# Gluing cedar boards



## MyFathersSon (Apr 30, 2009)

I need to make some roughly 4×6 cedar posts 10' long. 
The wide face will be the front.
So far no luck finding anything that dimiension so I am looking at gluing up three 1×6 boards.
Have heard that cedar is finnicky about glue.
Never tried it.
Any recommendations as to the best glue to use or anything else I need to do or not do would be most welcome.


----------



## crank49 (Apr 7, 2010)

Three 1×6s will only be a glue-up of 2-1/4×5-1/2. Is that big enough?

Epoxy will bond pretty much anything but polyethelyne, I think.


----------



## MyFathersSon (Apr 30, 2009)

OOPS-TYPO on my part-
should read 3 TWOx6 boards (4.5"x5.5")

I have found a source for a 4×6 post (3.5×5.5)
This is one inch thinner than originally spec'd
SO-now I have a side question
These posts will be supporting a 4'x5' sign at a top height of about 7'
(30"-36" in the ground)

As for ability to stand up to the wind etc-
Will I be better off going with the glue ups for the extra thickness?
Or will I be just as safe (or safer) with the solid post. ????


----------



## danr (Sep 5, 2009)

Western Red or aromatic Cedar?

I have glued both with just a good exterior grade glue like tite-bond.

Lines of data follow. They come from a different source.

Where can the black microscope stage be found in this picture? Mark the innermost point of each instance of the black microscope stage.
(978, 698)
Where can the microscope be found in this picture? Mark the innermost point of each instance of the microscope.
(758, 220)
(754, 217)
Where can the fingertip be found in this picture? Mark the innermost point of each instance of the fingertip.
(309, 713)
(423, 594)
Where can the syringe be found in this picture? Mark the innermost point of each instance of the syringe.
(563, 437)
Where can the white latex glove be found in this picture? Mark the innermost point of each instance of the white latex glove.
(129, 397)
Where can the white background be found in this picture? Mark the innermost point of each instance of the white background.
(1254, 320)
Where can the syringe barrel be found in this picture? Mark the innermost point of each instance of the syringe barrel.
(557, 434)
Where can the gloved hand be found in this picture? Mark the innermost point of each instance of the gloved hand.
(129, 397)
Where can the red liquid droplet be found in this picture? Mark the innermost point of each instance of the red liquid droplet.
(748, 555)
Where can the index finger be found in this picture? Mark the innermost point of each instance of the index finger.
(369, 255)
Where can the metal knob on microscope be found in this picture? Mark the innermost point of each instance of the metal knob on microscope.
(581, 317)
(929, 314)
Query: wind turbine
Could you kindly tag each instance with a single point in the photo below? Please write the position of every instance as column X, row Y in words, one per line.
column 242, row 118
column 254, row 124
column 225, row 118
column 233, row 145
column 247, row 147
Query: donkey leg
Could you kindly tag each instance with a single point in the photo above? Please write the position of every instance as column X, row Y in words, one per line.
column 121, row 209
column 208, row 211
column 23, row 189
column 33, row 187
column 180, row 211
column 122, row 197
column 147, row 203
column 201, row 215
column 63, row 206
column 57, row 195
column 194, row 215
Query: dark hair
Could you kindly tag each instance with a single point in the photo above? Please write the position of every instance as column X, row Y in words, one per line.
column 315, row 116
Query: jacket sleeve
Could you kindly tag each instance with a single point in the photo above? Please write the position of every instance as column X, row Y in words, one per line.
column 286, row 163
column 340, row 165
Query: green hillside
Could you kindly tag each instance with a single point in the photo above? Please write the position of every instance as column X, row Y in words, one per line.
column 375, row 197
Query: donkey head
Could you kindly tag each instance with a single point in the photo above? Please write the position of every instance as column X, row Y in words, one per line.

To convince yourself you could make some "small piece" glue ups and test them.


----------



## MyFathersSon (Apr 30, 2009)

danr -
I'm a cedar novice (hence my concern about gluing)
If I go with the 2×6 glue ups-Im talking the cedar boards at the Big Blue Box.
Not sure which it is.
If I go with the solid post - Im talking aromatic cedar from a 'actual lumber yard'


----------



## crank49 (Apr 7, 2010)

You will want 3 feet in the ground if possible, with concrete poured around them from a bell shaped bottom all the way to the top.

If I couldn't get 3 feet in the ground, I'd make the hole a little bigger to compensate.


----------



## BreakingBoardom (Dec 18, 2009)

Have you checked to see if they sell 6×6 cedar posts where you are that you could rip down to your desired size, or that you could just use as is to hold up your sign? Or have you thought about using pressure treated lumber? I know it comes in 6×6 posts.


----------



## MyFathersSon (Apr 30, 2009)

Crank49-
I recommended those things to them regarding installation.
But I spelled out clearly in the contract that installation - as well as any permitting, code requirements etc are their responsibility. Mine ends when the job is done to their specifications and satisfaction.
I dont have the tools or inclination to get involved in post hole digging etc.
Breaking-
Yes-I suggested treated lumber as an option but they specifically want cedar.

From the feedback I got on here and elsewhere it appears that gluing up cedar is not as problematic as I thought it might be. So-I went ahead with my original plans of using 2×6s from the big blue box.
That also allowed me to rent their truck to haul the materials home in.

I guess time will tell if I made a wise choice.


----------